Teşekkür ederim Ali Abi. Tabii ki genetiğin de etkisi vardır ama ben de hayat tarzı olarak elimden gelen özeni kendime gösteriyorum. Bir şeyleri severek yapmak çok önemli. İşimi çok seviyorum, o yüzden kiloma, sağlığıma dikkat ediyorum. Yürüyüşümü, sporumu yaparım.
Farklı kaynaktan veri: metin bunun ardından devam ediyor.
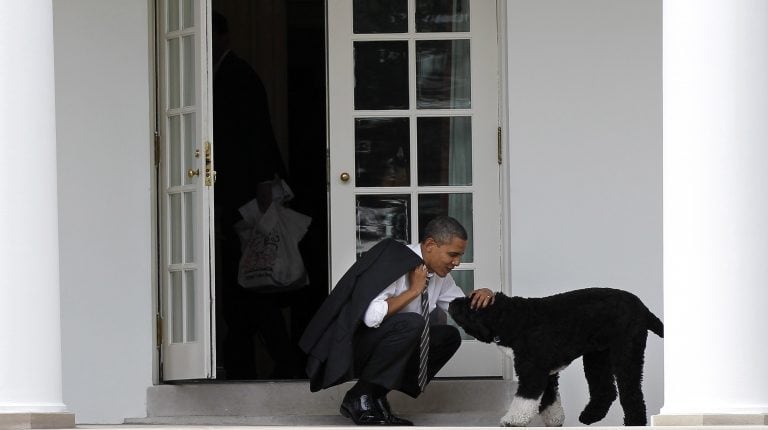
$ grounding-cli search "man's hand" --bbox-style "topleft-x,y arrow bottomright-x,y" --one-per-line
469,288 -> 496,309
408,264 -> 427,297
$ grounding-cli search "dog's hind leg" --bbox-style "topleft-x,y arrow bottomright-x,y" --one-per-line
611,331 -> 648,426
539,373 -> 565,427
500,372 -> 548,427
579,350 -> 616,424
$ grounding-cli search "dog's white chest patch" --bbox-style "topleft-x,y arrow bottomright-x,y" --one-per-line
496,344 -> 515,360
549,364 -> 568,375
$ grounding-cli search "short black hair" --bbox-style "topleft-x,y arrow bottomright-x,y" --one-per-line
211,11 -> 229,34
424,215 -> 468,245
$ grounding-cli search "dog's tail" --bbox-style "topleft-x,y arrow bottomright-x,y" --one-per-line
647,310 -> 664,337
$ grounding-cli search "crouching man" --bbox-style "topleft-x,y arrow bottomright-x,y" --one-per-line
299,216 -> 493,426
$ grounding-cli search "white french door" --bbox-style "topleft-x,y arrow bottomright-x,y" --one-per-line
156,0 -> 216,381
327,0 -> 502,376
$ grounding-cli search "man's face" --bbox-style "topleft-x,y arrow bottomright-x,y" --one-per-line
421,236 -> 467,277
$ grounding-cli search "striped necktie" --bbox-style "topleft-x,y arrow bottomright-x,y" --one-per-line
418,278 -> 429,392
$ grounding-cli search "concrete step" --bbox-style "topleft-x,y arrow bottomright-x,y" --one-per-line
126,379 -> 515,427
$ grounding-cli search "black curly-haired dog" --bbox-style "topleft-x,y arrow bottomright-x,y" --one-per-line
448,288 -> 664,426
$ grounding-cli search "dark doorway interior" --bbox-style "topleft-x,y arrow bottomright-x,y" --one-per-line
212,0 -> 328,380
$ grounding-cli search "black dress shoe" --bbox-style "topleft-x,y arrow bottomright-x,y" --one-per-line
339,393 -> 390,426
376,396 -> 413,426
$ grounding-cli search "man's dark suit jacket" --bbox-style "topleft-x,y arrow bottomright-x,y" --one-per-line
299,239 -> 423,392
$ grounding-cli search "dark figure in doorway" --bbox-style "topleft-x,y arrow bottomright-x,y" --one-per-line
212,12 -> 300,379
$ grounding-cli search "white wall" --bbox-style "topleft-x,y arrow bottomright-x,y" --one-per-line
53,0 -> 154,423
506,0 -> 663,426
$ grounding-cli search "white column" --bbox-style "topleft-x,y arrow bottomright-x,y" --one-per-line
653,0 -> 768,425
0,0 -> 74,428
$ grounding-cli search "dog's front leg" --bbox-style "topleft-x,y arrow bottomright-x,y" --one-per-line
500,362 -> 549,427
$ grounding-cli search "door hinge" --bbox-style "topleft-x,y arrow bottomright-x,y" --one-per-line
155,314 -> 163,348
155,131 -> 160,167
203,141 -> 216,187
496,127 -> 503,164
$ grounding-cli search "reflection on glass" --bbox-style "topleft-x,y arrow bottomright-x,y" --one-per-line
419,193 -> 474,263
166,38 -> 181,109
166,0 -> 179,31
416,39 -> 471,109
181,36 -> 195,106
355,118 -> 411,187
169,194 -> 182,264
354,41 -> 408,110
171,272 -> 184,343
416,0 -> 469,33
184,192 -> 195,263
182,113 -> 199,184
184,270 -> 197,342
416,116 -> 472,186
352,0 -> 408,34
168,115 -> 181,187
355,194 -> 411,258
447,269 -> 475,340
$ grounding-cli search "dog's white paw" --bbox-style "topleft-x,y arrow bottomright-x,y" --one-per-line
500,396 -> 541,427
539,394 -> 565,427
496,344 -> 515,360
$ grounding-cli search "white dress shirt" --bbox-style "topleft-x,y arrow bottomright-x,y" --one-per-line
363,243 -> 466,328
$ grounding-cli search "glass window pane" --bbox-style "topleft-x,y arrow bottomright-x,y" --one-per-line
419,193 -> 474,263
166,38 -> 181,109
352,0 -> 408,34
416,39 -> 472,109
354,41 -> 408,110
165,0 -> 179,31
168,115 -> 182,187
170,272 -> 184,343
182,0 -> 195,28
447,269 -> 475,340
169,194 -> 182,264
416,0 -> 469,33
355,118 -> 411,187
184,192 -> 195,263
416,116 -> 472,186
181,36 -> 195,106
183,113 -> 200,184
355,194 -> 411,258
184,270 -> 197,342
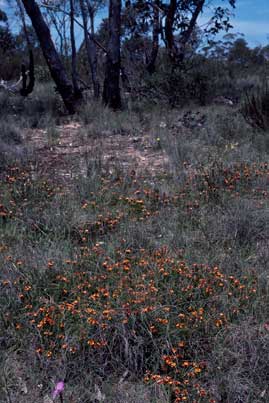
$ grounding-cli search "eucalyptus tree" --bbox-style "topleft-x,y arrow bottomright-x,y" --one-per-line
79,0 -> 100,98
103,0 -> 121,110
22,0 -> 77,113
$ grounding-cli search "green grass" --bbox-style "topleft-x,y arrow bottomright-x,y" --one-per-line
0,90 -> 269,403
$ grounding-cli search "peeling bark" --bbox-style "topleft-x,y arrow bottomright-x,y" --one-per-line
103,0 -> 121,110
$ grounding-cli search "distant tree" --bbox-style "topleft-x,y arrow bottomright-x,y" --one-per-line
79,0 -> 100,98
162,0 -> 236,63
103,0 -> 121,109
69,0 -> 82,98
228,38 -> 252,67
22,0 -> 77,113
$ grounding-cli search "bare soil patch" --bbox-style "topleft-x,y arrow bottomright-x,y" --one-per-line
24,122 -> 169,184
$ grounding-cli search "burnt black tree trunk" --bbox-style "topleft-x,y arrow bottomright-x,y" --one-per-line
22,0 -> 76,114
146,0 -> 160,74
164,0 -> 177,62
103,0 -> 121,110
165,0 -> 205,64
79,0 -> 100,98
70,0 -> 82,98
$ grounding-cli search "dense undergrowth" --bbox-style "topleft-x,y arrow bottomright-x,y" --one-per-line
0,87 -> 269,403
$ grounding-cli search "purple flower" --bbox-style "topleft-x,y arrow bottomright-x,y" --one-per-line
52,381 -> 64,400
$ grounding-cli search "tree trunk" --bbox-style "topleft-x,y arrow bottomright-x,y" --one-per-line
79,0 -> 100,98
103,0 -> 121,109
162,0 -> 177,61
146,0 -> 160,74
180,0 -> 205,62
22,0 -> 76,113
70,0 -> 82,98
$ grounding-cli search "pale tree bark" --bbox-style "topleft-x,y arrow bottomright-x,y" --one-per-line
70,0 -> 82,98
146,0 -> 160,74
103,0 -> 121,109
165,0 -> 205,63
79,0 -> 100,98
22,0 -> 76,113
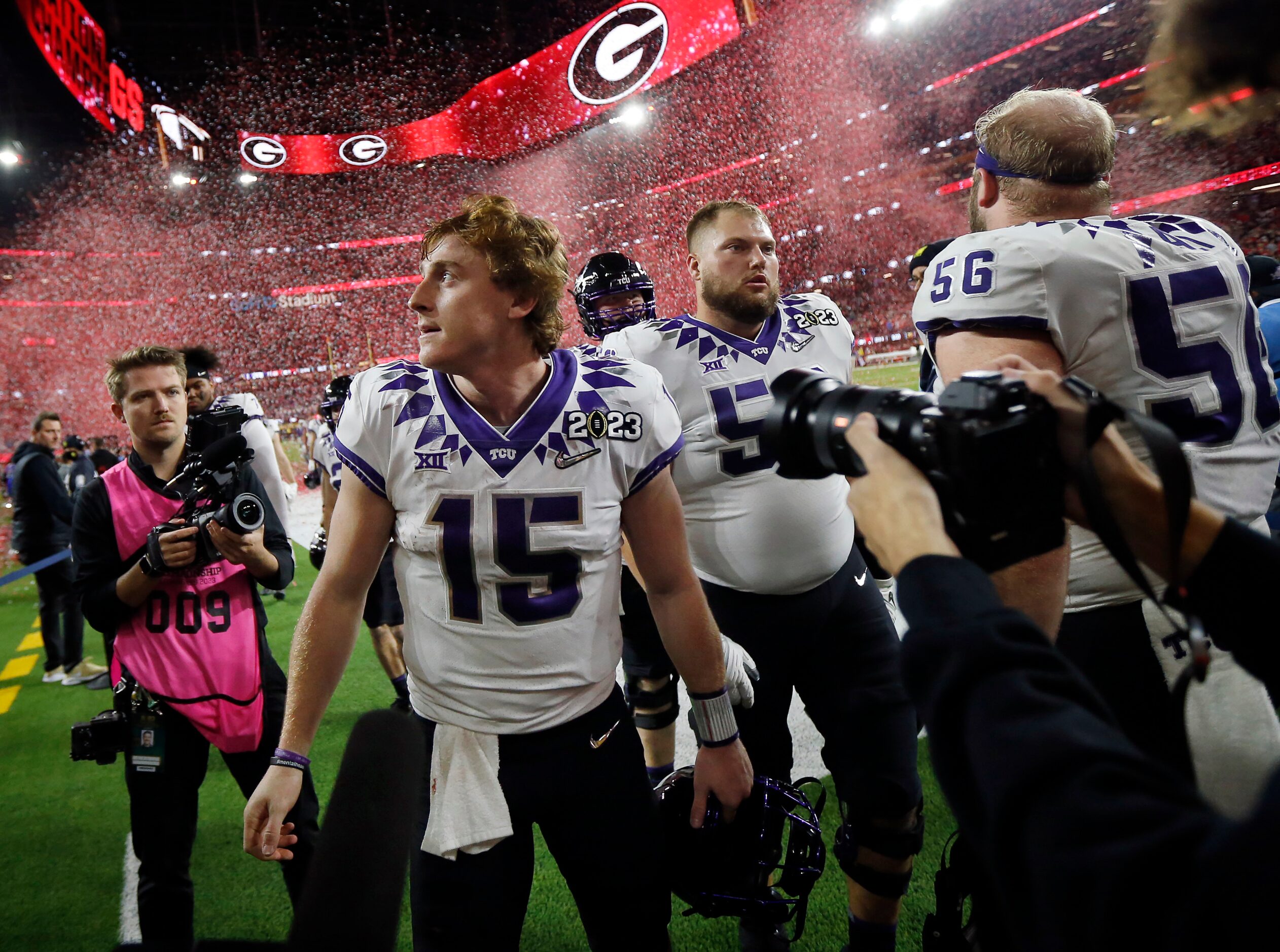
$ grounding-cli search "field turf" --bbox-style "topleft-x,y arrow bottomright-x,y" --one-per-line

Biraz da hayat felsefesiyle ilgili bu.
■ Bardağın dolu tarafına bakıp, boş yanını görmemek gibi bir şey mi bu?
Evet… Kas geliştirmek için spor yaparsınız ya mutluluk kası diye bir şey var ve ben de ona yatırım yapıyorum. Mutluluk kası için çalışıyorum. İyiyi konuşursan iyi olacağını, sevgiyle bakarsan sevgi alabileceğini düşünüyorum.
■ Son yıllarda birçok ünlü İstanbul’dan kaçtı. Böyle bir düşüncen var mı?
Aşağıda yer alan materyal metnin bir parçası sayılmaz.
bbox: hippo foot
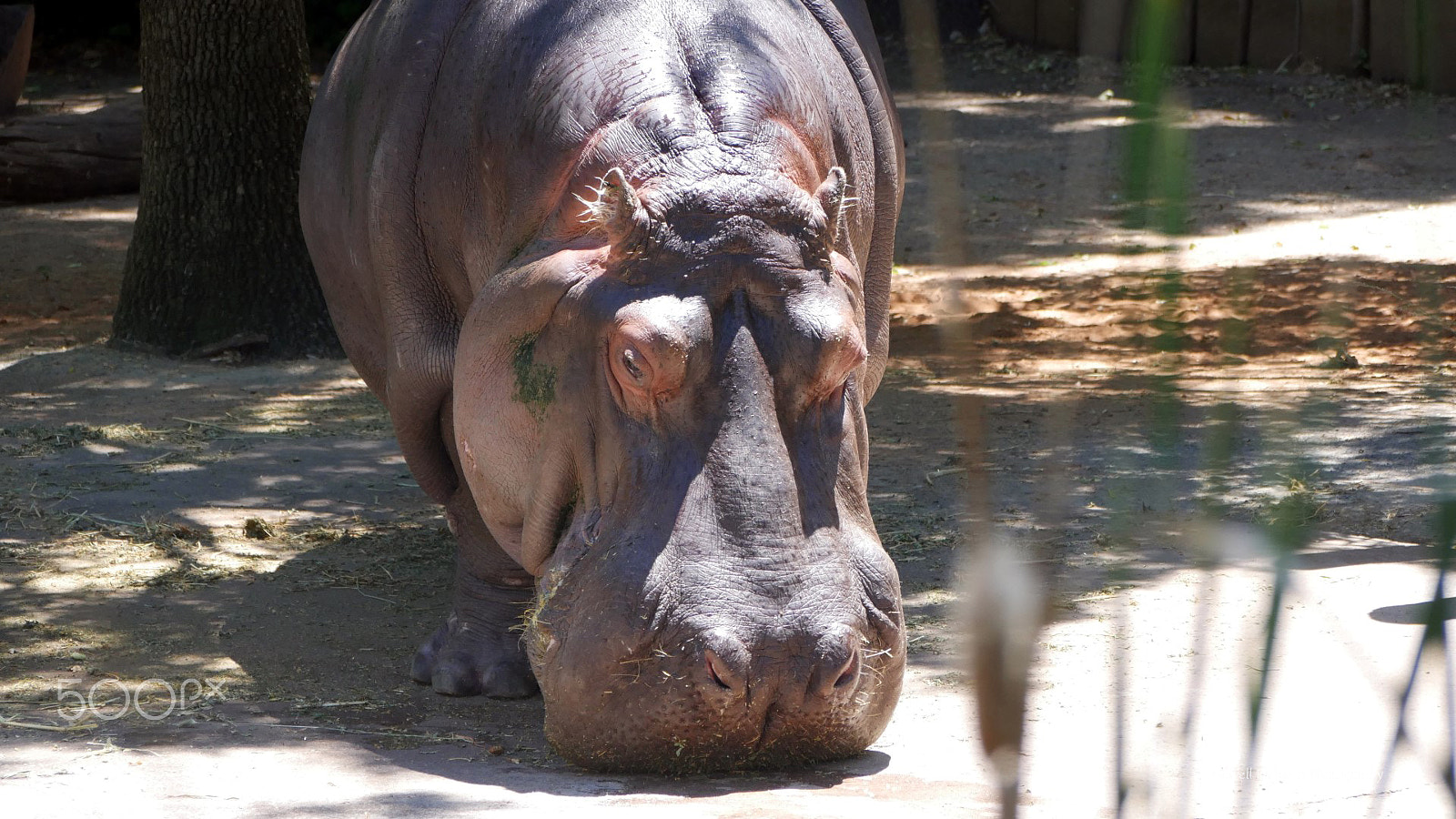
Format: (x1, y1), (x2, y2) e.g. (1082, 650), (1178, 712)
(410, 592), (541, 700)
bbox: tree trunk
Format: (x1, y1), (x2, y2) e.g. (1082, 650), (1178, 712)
(112, 0), (339, 357)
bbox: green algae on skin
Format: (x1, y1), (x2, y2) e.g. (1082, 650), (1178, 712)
(511, 332), (556, 421)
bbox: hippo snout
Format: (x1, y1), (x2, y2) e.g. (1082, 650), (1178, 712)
(694, 627), (864, 710)
(537, 571), (905, 773)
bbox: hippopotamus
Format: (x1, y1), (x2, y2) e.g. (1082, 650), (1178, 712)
(300, 0), (905, 773)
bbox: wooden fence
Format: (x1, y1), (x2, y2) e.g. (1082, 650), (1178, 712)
(988, 0), (1456, 93)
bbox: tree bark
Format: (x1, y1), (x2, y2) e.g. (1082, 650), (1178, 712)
(112, 0), (339, 357)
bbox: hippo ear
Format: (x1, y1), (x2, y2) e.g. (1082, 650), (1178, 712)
(814, 165), (846, 249)
(581, 167), (646, 247)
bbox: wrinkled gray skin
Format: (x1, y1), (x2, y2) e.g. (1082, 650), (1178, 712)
(301, 0), (905, 771)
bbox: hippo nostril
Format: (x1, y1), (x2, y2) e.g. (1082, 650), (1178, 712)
(810, 634), (862, 698)
(834, 650), (861, 688)
(703, 650), (733, 691)
(702, 628), (750, 695)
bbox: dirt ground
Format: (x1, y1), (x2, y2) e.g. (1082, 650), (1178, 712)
(0, 36), (1456, 816)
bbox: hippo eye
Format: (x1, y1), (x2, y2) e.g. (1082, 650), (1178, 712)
(622, 347), (643, 383)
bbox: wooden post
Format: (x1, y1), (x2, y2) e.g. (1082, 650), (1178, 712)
(0, 5), (35, 116)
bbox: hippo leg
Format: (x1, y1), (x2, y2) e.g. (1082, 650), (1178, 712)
(410, 482), (537, 698)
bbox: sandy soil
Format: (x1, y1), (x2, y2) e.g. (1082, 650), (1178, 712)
(0, 36), (1456, 816)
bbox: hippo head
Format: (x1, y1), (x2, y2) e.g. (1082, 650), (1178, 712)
(454, 167), (905, 771)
İleride ne olur bilemem ama İstanbul’da çok mutluyum. Denize yakın her yerde yaşayabilirim. Büyük şehirlerde yaşamak bazen insanları bunaltıyor, o yüzden kaçmak istiyorlar. Ama nereye kaçarsan kaç kafan seninle geliyor. Önemli olan kafanı rahatlatmak. O zaman her şehir sana güzel gelir.
“Şarkılarımı bilen biliyor, dinliyor”
■ Senaryoyu okuduğunda ne ararsın, neye göre karar verirsin?
Okuduğumda öncelikle oyuncu olarak beni tatmin edecek rolü arıyorum. Oynamak istediğim, iştahımı artıracak, akıllıca yazılmış şeyler arıyorum.
■ Kaç dizin oldu?
Hiç saymadım.
■ Kaç sinema filmi?
“Kocan Kadar Konuş”, “Çakallarla Dans 6” ve “Hititya” var. Çok fazla filmde oynamadım.
■ Tiyatro oyunu?
Bunları sayı olarak aklımda tutmadım, zor yerlerden soruyorsun. Hiç saymadım.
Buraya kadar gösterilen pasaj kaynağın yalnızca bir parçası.